Love to see this mess going on in New York. Perfect timing for New Jersey and Monmouth Park to offer a million buck's a day in purses. Hopefully all of this great racing i hear about in NY will be done rite here in my backyard at MONMOUTH PARK this year and many more to come. All i want as a race fan is good racing and even better betting. Thank god someone in Trenton thought of this before another state beat us to it. NYRA'S loss is NEW JERSEY'S GAIN. Can't wait to see how this all works out at MONMOUTH this summer.
Perhaps the "boycotters" couldn't afford bus fare up to Albany where the protest should have bben held.They don't need a PR firm just a copy of "Bonfire of the Vanities"
No doubt Albany is destroying racing in New York, probably unintentionally.The general lack of interest in what the everday player wants is alarming, even on the NYRA front. Too many minutia type issues being publicized by the "new" NYRA. I've asked about the following on more than one occasion.I'm a small whale but am close to many much larger ones and regular every day players, just for the sake of this conversation. 1.Updated info on track maintenance esp this relativley new back-raking procedure which has caused raw times to be slower by 10-15 lenghts on many days during the winter meet.Surely Tom Durkin/ Little Andy or someone could take 30 seconds extra each day to embellish on "the track is sealed" etc etc. How about having Asst track super Joe Petrucione on once in a while to talk track maintenance stuff? 2. The often embarrassing winter racing cards which are unplayable for anyone playing serious money.Racing in NY must cease for at least 4 weeks during early winter.C heap maiden claiming NY bred races are driving players away. Don't NYRA get it? 3.Whats the status of late odds drops(during the race) and whats be done to ensure we are not being past posted? 4. Why is it so difficult to publish a day or so later, where a large pick six ticket(s) was sold and what was it's cost.The info is there, whats the problem. Those of us who wish to know have our reasons. I could go on but the truth is that I doubt that anyone at NYRA would even undersstand why such things are important to many regular players, small and large. The single largest problem for Albany and NYRA is there overall lack of understanding that the wagering/gambling public is totally ignored, without a voice and heading elsewhere. I know,they don't care. Mike
Something to ponder. Which of the 3 major circuits is the LEAST worst? 1. NY 2. KY 3. CA If it's not one issue, it's another: Surfaces, VLT's, meds, bankruptcies, takeout or some (fill-in-blank). Seems like a fan should just enjoy it while it lasts.

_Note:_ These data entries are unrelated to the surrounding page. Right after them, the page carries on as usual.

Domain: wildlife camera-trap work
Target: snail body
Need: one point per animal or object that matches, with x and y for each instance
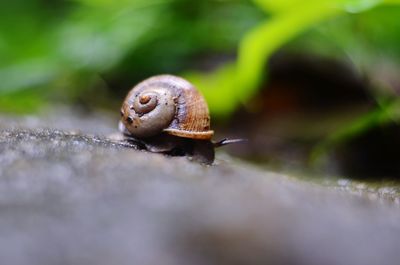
(167, 114)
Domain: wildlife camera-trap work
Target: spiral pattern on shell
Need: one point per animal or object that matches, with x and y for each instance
(168, 104)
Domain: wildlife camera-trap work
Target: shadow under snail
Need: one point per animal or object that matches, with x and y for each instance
(167, 114)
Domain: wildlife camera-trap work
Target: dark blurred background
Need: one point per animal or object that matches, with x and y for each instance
(313, 85)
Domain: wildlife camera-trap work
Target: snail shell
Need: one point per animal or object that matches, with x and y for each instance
(169, 104)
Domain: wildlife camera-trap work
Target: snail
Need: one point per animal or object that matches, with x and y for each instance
(167, 114)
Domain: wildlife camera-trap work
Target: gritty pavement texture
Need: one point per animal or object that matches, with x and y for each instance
(75, 198)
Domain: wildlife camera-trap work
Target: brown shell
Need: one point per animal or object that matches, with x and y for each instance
(179, 110)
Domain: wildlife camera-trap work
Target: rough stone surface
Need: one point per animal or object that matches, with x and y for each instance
(70, 198)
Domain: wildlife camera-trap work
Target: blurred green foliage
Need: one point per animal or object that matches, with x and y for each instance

Steve im in agreement with durkin fan. Hopefully we wont see someone on the track during the preakness undercard trying to punch out a horse.
I appreciate your disclosure the etiology of the term "boycott."

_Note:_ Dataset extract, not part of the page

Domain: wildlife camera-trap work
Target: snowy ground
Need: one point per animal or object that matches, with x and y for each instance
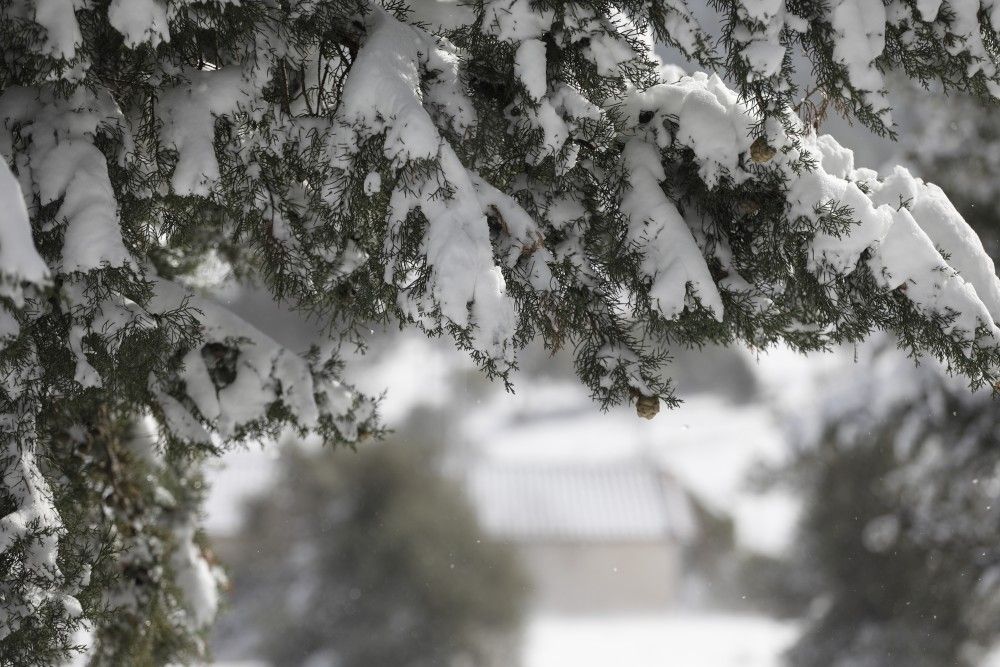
(674, 640)
(679, 640)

I think you left out one of the injured parties in last Sunday's boycott. That is the NY State Tax Collectors. We just get so much in return from them that it's really a shame to see them targeted in this manner.
With all due respect to Steve Zorn, the fans fund the show. If they make a substantial stand...a boycott...the policymakers would take note...at least at the point where revenue suffers. Now I'm not naive enough to believe they could ever organize such a stand. The lack of organization with the key players...the fans, trainers and owners always astounds me. These stakeholders allow themselves to be dictated to by a fiefdom of other self interested stakeholders. I'm a lobbyist - healthcare - but a fan who sees the need for a real coalition to take on folks who are not interested in the long term health of the game...but want to make the biggest buck today. I've actually drafted a white paper on reforms...but who is going to listen?